Question

The amounts of nicotine in a certain brand of cigarette are normally distributed with a mean of 0.904 g and a standard deviation of 0.299 g. The company that produces these cigarettes claims that it has now reduced the amount of nicotine. The supporting evidence consists of a sample of 50 cigarettes with a mean nicotine amount of 0.815 g.Assuming that the given mean and standard deviation have NOT changed, find the probability of randomly selecting 50 cigarettes with a mean of 0.815 g or less. P(M < 0.815 g) =

Answer 1

The Solution:

The formula for Z score is

`Z=\frac{\bar{x}-\mu}{\frac{\sigma}{\sqrt[]{n}}}`

In this case,

`\begin{gathered} \bar{x}=sample\text{ mean=0.815}g \\ \mu=population\text{ mean=0.904g} \\ \sigma=\text{ standard deviation=0.299g} \\ n=\text{ number of cigarettes=50} \end{gathered}`

Substituting these values in the formula, we get the Z-score.

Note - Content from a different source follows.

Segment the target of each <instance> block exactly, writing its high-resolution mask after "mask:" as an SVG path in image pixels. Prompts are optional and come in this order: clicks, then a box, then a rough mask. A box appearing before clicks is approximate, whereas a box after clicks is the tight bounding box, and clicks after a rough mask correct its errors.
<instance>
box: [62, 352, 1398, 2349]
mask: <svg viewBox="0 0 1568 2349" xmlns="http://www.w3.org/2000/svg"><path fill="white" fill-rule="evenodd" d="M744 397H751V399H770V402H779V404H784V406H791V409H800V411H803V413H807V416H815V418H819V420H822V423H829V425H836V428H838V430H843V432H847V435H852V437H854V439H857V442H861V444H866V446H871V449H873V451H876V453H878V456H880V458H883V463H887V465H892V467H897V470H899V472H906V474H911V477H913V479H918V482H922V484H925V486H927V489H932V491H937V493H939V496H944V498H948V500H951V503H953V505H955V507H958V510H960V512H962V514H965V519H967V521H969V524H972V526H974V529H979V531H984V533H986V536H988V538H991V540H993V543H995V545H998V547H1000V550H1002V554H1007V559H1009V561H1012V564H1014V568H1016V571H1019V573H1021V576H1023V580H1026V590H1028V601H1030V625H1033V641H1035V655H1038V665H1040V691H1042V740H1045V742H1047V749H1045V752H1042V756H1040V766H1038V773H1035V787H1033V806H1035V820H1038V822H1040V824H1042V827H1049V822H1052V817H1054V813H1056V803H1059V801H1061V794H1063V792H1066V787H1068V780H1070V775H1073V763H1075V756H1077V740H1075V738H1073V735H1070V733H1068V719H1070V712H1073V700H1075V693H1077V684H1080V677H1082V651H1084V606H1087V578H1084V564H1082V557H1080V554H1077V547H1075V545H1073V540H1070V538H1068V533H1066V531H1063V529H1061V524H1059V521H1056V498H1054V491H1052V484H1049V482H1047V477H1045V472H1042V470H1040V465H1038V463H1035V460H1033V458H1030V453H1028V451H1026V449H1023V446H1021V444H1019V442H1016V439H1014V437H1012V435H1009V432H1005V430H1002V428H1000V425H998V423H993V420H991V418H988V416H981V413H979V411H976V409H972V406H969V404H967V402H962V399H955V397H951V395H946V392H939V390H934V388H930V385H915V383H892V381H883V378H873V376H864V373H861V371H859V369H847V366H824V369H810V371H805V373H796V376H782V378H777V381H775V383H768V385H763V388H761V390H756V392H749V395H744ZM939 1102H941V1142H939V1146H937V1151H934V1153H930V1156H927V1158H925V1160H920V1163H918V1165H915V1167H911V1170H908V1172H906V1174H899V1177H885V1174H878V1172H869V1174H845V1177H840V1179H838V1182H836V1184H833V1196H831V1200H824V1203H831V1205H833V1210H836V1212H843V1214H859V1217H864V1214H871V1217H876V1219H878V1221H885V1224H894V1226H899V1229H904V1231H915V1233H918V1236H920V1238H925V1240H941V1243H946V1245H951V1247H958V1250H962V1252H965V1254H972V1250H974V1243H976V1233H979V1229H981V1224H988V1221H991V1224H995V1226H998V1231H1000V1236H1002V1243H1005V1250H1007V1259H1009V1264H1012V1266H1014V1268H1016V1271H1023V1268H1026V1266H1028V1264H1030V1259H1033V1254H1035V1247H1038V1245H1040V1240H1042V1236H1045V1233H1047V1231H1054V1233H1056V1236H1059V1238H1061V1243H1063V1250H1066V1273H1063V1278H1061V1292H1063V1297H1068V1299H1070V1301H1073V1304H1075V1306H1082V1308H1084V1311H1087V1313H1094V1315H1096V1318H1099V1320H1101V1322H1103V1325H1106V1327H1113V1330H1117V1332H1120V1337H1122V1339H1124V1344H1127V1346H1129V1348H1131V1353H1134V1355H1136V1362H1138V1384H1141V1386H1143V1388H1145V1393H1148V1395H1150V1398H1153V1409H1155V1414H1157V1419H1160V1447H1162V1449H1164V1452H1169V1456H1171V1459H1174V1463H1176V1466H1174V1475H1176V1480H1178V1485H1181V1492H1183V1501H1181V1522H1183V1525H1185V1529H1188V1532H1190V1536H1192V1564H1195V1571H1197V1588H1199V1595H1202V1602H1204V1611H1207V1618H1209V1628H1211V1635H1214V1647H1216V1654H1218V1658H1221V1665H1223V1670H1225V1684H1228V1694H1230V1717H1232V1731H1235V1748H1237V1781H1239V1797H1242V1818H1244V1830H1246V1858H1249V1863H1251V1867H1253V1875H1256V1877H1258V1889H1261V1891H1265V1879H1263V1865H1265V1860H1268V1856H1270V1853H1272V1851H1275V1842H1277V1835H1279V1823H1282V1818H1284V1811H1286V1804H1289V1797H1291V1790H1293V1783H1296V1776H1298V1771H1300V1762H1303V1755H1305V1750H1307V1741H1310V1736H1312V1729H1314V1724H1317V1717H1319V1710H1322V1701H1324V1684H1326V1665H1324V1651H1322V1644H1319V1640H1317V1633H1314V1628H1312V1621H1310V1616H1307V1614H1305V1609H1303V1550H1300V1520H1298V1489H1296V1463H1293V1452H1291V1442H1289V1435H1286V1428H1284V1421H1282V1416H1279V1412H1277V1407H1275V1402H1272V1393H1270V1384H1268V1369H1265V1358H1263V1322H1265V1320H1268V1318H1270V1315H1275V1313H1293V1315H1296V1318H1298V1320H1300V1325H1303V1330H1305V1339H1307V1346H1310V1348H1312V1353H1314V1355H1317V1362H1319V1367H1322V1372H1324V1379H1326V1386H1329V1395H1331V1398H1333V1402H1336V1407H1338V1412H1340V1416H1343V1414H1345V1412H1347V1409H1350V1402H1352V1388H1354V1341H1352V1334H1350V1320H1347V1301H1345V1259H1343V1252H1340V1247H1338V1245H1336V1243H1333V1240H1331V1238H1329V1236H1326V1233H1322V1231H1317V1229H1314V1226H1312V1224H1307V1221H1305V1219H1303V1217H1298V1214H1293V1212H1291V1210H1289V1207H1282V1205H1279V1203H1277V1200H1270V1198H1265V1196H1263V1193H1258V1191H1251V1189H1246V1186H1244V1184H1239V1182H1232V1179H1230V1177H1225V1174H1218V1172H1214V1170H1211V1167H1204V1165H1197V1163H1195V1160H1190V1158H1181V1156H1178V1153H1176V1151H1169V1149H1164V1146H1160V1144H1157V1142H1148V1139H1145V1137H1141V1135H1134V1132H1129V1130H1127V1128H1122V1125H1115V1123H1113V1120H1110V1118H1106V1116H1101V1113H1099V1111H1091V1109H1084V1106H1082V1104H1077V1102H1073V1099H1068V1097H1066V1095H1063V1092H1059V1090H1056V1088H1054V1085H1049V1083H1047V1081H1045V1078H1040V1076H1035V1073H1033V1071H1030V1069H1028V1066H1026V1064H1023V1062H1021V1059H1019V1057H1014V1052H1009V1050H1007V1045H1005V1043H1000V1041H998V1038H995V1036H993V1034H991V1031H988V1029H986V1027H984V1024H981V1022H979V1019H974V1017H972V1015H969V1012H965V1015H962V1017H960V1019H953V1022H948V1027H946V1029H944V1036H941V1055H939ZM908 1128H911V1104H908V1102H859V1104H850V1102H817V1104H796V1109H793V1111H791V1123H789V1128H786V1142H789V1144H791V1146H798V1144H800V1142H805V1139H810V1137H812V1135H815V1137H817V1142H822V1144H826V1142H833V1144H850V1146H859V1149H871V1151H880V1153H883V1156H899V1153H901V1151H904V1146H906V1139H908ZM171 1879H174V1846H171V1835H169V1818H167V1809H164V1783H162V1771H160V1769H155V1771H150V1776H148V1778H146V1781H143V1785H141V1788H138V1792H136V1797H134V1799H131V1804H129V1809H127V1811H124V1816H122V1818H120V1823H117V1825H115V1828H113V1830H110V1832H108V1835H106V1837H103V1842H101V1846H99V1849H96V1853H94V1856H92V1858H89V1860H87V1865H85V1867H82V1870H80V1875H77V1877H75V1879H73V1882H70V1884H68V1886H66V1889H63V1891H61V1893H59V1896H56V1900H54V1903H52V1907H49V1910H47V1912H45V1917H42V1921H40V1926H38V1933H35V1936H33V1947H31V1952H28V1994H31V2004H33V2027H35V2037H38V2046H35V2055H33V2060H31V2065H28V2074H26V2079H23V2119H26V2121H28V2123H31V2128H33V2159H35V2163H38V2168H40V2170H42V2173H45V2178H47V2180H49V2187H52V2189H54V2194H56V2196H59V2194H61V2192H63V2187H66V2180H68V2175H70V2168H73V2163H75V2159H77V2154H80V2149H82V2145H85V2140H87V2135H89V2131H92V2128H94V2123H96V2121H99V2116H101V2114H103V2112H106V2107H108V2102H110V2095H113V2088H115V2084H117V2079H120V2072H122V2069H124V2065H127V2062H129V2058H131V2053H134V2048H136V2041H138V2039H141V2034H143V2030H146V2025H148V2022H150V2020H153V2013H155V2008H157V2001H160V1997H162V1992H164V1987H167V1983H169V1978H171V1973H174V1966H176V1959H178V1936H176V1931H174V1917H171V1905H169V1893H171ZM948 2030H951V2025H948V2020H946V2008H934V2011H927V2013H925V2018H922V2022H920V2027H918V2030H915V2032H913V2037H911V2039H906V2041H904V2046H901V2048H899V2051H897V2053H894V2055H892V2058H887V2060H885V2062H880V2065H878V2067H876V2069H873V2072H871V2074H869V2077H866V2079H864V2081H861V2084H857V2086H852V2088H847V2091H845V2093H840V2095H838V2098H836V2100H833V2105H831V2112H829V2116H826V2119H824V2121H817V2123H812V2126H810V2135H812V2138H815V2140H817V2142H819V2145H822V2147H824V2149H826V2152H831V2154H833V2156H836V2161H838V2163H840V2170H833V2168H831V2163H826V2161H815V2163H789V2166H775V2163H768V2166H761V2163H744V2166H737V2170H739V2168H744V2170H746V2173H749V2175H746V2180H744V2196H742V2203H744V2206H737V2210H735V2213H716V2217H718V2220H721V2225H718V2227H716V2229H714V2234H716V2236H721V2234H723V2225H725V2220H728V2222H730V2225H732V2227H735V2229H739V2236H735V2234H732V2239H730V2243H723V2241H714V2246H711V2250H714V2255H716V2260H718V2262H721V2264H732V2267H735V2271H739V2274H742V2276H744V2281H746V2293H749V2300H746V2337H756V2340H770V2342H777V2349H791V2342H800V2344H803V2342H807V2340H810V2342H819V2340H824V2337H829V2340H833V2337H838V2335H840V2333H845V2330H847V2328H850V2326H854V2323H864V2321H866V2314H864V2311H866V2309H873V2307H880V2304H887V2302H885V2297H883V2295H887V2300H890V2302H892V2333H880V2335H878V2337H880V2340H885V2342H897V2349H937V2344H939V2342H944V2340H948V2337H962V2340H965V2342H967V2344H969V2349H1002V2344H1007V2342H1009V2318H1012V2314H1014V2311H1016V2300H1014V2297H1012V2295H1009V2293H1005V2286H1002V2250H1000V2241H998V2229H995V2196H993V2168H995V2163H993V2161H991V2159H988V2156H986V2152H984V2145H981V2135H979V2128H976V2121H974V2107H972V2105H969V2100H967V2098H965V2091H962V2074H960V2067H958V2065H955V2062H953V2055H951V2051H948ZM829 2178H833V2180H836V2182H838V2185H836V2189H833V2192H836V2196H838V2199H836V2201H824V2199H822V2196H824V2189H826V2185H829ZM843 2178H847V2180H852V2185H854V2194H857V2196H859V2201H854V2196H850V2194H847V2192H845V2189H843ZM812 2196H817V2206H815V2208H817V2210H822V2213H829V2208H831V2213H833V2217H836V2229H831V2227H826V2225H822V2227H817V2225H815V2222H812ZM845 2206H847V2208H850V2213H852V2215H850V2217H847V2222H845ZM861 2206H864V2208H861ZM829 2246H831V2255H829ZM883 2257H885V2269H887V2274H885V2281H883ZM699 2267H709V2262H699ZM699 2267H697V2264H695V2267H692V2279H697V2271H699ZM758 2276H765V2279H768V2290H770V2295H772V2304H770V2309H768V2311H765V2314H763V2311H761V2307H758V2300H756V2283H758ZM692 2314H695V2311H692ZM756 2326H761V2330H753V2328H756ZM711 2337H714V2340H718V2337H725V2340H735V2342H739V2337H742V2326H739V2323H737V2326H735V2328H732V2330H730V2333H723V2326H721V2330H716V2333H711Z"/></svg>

`Z=\frac{\bar{0.815}-0.904}{\frac{0.299}{\sqrt[]{50}}}=\frac{\bar{0.815}-0.904}{\frac{0.299}{\sqrt[]{50}}}=(-0.089)/(0.0422849855)=-2.104766`

From the Z-distribution tables, we have

`P(Z<-2.104766)=0.017656`

Thus, the probability of randomly selecting 50 cigarettes with a mean of 0.815g or less is 0.017656.